Murphy, who acknowledged he had met with Zarif several times before, had used “a back channel facilitator to set up the meeting with the Iranian leader,” according to a story published at the time in a Hearst paper. A Murphy aide later said the State Department may have been “aware of Murphy’s interest in the meeting” because Murphy’s office had “informed the U.S. Embassy in Germany that Murphy was (all emphasis mine) potentially interested in meeting with Zarif in Munich. The embassy said it could not set up the meeting and Murphy would need to find another facilitator, Murphy’s staff said.”

President Donald Trump – who cannot be trusted at a barbeque because he has history of overdoing the meat as well as his rhetoric – accused Murphy of violating the Logan Act, a burnt to a crisp charge much overdone.

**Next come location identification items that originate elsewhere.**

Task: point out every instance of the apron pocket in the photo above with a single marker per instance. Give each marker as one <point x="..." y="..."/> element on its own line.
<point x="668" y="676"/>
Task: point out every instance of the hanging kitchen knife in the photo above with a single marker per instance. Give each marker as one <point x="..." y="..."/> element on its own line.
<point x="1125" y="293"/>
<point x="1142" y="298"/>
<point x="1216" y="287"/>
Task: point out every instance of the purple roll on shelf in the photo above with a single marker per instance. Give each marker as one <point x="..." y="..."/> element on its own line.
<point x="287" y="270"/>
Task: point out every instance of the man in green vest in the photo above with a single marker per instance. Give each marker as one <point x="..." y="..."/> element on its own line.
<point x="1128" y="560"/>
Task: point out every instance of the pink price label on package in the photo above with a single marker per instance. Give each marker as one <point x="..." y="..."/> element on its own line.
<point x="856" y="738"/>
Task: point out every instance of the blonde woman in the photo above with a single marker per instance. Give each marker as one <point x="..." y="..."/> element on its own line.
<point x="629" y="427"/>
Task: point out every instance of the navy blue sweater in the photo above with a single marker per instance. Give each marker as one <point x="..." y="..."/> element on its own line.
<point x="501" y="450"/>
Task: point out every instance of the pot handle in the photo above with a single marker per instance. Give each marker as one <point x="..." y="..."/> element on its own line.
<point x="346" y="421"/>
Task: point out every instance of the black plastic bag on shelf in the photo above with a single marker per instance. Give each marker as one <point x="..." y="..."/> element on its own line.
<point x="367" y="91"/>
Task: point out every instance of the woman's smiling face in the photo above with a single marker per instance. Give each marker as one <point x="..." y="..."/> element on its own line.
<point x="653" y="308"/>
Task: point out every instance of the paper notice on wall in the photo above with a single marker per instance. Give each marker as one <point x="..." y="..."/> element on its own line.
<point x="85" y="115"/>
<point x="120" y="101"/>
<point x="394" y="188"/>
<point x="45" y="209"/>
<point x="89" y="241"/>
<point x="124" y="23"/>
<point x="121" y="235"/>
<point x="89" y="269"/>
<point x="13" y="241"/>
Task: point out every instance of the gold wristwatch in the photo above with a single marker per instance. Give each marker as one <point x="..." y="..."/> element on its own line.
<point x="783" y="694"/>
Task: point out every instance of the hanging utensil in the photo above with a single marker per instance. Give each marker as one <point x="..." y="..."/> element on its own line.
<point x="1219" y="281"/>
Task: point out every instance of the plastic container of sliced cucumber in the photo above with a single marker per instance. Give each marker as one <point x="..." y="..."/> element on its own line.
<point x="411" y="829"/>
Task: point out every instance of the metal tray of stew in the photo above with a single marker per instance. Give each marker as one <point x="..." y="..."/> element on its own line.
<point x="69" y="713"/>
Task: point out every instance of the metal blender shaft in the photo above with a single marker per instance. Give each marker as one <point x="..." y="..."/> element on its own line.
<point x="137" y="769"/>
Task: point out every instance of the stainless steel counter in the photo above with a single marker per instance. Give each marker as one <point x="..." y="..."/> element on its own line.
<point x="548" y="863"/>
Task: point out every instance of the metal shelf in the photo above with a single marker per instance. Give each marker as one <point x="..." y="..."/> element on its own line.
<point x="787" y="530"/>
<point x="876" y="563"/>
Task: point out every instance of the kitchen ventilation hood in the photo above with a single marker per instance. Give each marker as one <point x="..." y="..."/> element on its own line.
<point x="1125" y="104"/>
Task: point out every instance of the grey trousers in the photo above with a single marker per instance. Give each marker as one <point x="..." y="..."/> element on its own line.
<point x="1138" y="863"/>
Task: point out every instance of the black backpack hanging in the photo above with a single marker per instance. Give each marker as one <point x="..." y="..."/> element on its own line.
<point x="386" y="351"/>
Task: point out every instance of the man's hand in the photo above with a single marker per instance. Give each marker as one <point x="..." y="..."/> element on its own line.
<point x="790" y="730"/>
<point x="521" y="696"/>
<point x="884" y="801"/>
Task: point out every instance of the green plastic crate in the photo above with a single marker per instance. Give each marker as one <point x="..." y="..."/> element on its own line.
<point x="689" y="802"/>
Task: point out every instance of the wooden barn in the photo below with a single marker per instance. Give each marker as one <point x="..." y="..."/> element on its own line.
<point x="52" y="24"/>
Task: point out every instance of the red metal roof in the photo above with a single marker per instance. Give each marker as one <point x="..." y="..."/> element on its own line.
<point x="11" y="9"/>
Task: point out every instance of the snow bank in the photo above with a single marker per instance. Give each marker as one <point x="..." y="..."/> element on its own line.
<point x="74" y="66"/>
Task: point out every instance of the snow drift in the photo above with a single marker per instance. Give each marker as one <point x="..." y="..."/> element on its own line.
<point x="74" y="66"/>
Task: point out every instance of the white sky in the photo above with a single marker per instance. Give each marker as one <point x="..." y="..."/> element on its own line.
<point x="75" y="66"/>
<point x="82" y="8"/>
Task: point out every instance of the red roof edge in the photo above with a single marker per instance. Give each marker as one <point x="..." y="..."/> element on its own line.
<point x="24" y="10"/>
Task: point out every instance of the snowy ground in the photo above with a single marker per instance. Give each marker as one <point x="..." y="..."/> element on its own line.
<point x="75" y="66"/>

Even so, Murphy, masterful in foreign policy, should be asked, sometime before he is appointed as Secretary of State in a Biden administration, whether he would be pleased if Republican politicians were to arrange secret meetings with Iranians that might disturb delicate negotiations between the Great Satan and Iranian mullahs pledged to push the Great Satan and Israel into the sea.

 

Comments

HAHAHAHAHA... That would be an all new low for SeC-. Murphy is a pathetic DUNCE.
Dan Ryan Galt said…
As much as I would like our State to be rid of Mr Murphy and his nonsense, I would not wish him on the rest of the country. What an embarrassment.
Don Pesci said…
Unfortunately he's surrounded himself with "yes" men, the downfall of most third tier politicians.